Which clustering algorithm is suitable for one-dim

2019-05-27 04:32发布

问题:

I have a one dimensional List like this

public class Zeit_und_Eigenschaft
{
    [Feature]
    public double Sekunden { get; set; }
}

//...
List<Zeit_und_Eigenschaft> lzue = new List<Zeit_und_Eigenschaft>();
//fill lzue

lzue can be

lzue.Sekunden
1
2
3
4
8
9
10
22
55
...

Goal is to find clusters in that list, ie elements that could form groups like f.i. in this example

lzue.Sekunden
1
2
3
4

8
9
10

22

55

Which clustering algorithm is suitable(I don't know the number of clusters k)? GMM? PCA? Kmeans? Other?

回答1:

Don't look for clustering algorithms.

Clustering is a good term for multivariate data, but your data is one-dimensional, so you should look at much older statistics literature. E.g. Natural Breaks optimization.

Or just kernel density estimation. In fact, you will find the very same question dozens of times here on stackoverflow already...

1D Number Array Clustering

Cluster one-dimensional data optimally?

partitioning an float array into similar segments (clustering)

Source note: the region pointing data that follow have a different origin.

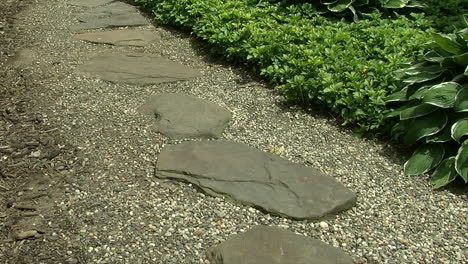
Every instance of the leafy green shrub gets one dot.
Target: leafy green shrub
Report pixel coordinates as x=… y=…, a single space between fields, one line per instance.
x=435 y=110
x=354 y=7
x=447 y=15
x=345 y=67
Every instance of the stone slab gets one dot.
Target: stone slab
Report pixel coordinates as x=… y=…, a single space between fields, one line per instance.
x=252 y=177
x=136 y=69
x=90 y=3
x=272 y=245
x=113 y=15
x=183 y=116
x=123 y=37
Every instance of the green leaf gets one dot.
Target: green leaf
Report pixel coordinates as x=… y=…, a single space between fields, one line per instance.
x=442 y=137
x=461 y=161
x=461 y=100
x=424 y=159
x=423 y=77
x=459 y=129
x=417 y=111
x=433 y=56
x=444 y=174
x=425 y=126
x=446 y=43
x=442 y=95
x=340 y=5
x=419 y=94
x=461 y=59
x=423 y=68
x=399 y=96
x=395 y=3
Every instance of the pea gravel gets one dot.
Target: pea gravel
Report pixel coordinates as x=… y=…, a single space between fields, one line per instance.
x=113 y=210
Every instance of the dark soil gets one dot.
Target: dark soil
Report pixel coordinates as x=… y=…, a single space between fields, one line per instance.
x=33 y=159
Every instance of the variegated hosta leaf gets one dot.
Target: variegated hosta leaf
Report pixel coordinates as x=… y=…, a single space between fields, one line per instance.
x=448 y=44
x=444 y=174
x=399 y=96
x=461 y=161
x=425 y=126
x=423 y=68
x=461 y=59
x=423 y=77
x=442 y=137
x=417 y=111
x=459 y=129
x=424 y=159
x=461 y=100
x=442 y=95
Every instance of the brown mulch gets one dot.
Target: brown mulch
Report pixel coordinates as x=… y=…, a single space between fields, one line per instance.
x=33 y=159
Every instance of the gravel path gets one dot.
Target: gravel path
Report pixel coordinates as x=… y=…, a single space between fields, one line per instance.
x=115 y=211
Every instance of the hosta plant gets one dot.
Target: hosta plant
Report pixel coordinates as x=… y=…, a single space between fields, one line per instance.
x=355 y=6
x=352 y=5
x=434 y=111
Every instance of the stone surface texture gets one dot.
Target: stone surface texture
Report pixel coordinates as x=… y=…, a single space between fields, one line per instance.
x=90 y=3
x=113 y=15
x=136 y=69
x=263 y=180
x=123 y=37
x=272 y=245
x=184 y=116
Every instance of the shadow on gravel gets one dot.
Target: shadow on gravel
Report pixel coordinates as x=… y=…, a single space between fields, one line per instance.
x=394 y=151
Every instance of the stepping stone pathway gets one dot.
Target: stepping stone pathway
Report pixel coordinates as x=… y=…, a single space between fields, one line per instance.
x=124 y=37
x=247 y=175
x=183 y=116
x=271 y=245
x=90 y=3
x=113 y=15
x=137 y=69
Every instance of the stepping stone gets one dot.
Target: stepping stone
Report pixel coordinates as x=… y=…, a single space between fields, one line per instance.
x=124 y=37
x=113 y=15
x=137 y=69
x=183 y=116
x=252 y=177
x=272 y=245
x=90 y=3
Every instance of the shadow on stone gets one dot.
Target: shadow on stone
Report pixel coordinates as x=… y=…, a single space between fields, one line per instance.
x=136 y=69
x=271 y=245
x=252 y=177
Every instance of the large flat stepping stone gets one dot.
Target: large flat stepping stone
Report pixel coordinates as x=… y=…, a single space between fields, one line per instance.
x=113 y=15
x=90 y=3
x=252 y=177
x=137 y=69
x=183 y=116
x=124 y=37
x=271 y=245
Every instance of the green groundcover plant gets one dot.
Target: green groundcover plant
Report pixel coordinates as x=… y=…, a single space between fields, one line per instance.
x=434 y=111
x=346 y=67
x=355 y=7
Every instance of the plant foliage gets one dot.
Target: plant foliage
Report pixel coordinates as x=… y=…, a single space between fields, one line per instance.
x=434 y=111
x=344 y=67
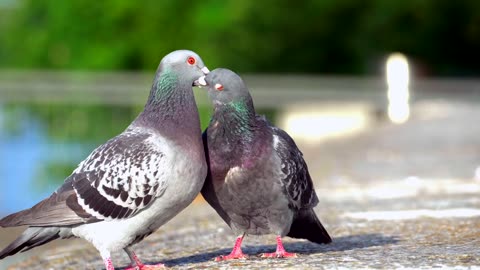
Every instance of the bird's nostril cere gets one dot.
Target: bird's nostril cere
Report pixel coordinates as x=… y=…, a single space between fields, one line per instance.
x=205 y=71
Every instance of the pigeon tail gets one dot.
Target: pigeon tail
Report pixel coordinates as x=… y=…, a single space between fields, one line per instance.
x=30 y=238
x=14 y=219
x=307 y=226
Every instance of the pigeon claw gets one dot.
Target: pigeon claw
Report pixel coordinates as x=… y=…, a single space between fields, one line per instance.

Efficiently grouping similar numbers together

Clustering values by their proximity in python (machine learning?)



回答2:

There was a good article in MSDN magazine on this topic a few months ago. They used the k-means algorithm. Link:

http://msdn.microsoft.com/en-us/magazine/jj891054.aspx

Also, there are some videos on k-means clustering as part of Andrew Ng's online machine learning class. Link:

https://class.coursera.org/ml-003/lecture/preview

When you don't know k, there are some algorithms to search for a good value. Do a web search for k-means + elbow.